エスティアを両手で抱きかかえたままシュティレは地面へと着地する。が、その直前で彼女は床に敷き詰められた黒い砂に触れないように一瞬で凍り付かせ、その上に降り立つ。
「まったく、こんなにボロボロになって……貴女は私に守らせることもさせてくれないの?」
「うぐ……っ。それを言われたら返す言葉もないや……ゴメン。でも、追いかけて来てくれて、ありがとう」
「はぁ……今度はちゃんと守らせてもらうから、私のこと、守ってよね」
「もちろん」
そっと氷の上に降ろして貰うころにはエスティアの傷は全てとはいかないが、ある程度塞がっている。失っていた左足も無事治して貰い、トン、トン、と地面をつま先で叩いて具合を確かめる。

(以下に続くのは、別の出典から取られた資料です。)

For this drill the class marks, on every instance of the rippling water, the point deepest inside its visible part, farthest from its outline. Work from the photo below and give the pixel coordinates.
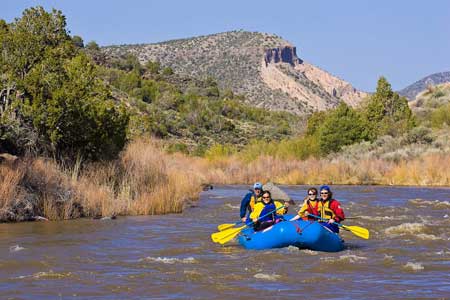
(172, 257)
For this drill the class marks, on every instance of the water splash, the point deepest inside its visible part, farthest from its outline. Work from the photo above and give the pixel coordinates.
(436, 204)
(413, 266)
(16, 248)
(228, 205)
(170, 260)
(269, 277)
(406, 228)
(349, 258)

状態は最高。体から無くなっていたシュティレの魔力も補充してもらった。エスティアはシュティレから受け取った宝剣を引き抜き構える。
シュティレは上を見上げ、凍り付いていた黒い砂へと手を翳し、グッと拳を握る。その瞬間、パリン、パリン、と砕けていく砂たちはキラキラと氷の破片と共に降り注ぎ、床へと散る直前で消滅していく。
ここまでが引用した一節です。